Recently, Google and Apple have deployed large systems for differentially private collection and analysis of decentralized user data. These systems use a local model of privacy in which no sensitive user data is collected. This local model enjoys many implementation advantages, but does not capture the most expressive private algorithms. These more expressive private algorithms inherently require a central model of privacy, in which a trusted party agrees to collect the sensitive data and reveal only the outcome of some private algorithm. Finding a trusted aggregator can be problematic in many applications. This project specifically addresses this tension by using cryptography to design and implement scalable secure protocols for the statistical analysis of decentralized user data that combine the best features of the central and local models of privacy.

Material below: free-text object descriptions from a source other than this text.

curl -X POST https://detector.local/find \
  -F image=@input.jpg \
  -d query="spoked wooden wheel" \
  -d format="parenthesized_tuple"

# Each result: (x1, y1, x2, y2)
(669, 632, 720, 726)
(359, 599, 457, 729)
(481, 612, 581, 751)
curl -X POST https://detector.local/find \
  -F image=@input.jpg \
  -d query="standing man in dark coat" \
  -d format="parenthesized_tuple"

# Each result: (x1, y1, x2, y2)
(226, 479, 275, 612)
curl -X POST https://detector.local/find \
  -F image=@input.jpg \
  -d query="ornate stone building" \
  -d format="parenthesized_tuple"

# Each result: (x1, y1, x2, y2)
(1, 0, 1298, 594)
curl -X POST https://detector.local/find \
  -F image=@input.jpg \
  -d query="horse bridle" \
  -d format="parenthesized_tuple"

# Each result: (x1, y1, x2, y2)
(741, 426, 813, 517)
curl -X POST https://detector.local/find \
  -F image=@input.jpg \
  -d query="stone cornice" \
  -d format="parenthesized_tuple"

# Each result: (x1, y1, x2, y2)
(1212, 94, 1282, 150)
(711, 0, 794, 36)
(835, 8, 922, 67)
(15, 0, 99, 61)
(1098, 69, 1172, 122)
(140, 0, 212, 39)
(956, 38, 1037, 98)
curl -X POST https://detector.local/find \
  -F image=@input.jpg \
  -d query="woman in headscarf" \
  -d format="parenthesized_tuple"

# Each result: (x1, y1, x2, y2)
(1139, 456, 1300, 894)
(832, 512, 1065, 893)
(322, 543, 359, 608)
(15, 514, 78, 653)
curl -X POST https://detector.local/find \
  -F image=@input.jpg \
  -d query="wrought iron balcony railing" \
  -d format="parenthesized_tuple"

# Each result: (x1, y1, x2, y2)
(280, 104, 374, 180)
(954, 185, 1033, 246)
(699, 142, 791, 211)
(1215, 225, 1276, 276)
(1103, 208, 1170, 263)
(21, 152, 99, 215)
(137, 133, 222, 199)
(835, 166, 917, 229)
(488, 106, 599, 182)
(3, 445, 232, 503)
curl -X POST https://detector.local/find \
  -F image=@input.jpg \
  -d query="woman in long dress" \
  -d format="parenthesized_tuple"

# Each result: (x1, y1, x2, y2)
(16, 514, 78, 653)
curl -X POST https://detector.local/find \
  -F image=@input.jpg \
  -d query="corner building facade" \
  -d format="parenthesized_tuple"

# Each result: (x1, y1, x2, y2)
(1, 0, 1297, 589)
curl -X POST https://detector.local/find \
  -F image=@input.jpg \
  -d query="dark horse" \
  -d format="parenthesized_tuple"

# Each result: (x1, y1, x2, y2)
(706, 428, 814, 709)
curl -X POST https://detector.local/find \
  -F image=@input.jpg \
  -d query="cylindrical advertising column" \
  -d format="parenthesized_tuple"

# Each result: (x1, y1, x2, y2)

This project introduces and studies a novel intermediate model for decentralized privacy based on anonymous computation. Protocols in this model enjoy the same simplicity as protocols in the local model of privacy, but bypass some of the limitations of protocols in the local model. For functionalities that cannot be achieved in this intermediate model, this project designs tailored secure cryptographic to implement these functionalities without a trusted data collector, while overcoming the high communication, computation, and round complexity overheads of generic protocols. The investigators will involve graduate and undergraduate students in this research.
This award reflects NSF's statutory mission and has been deemed worthy of support through evaluation using the Foundation's intellectual merit and broader impacts review criteria.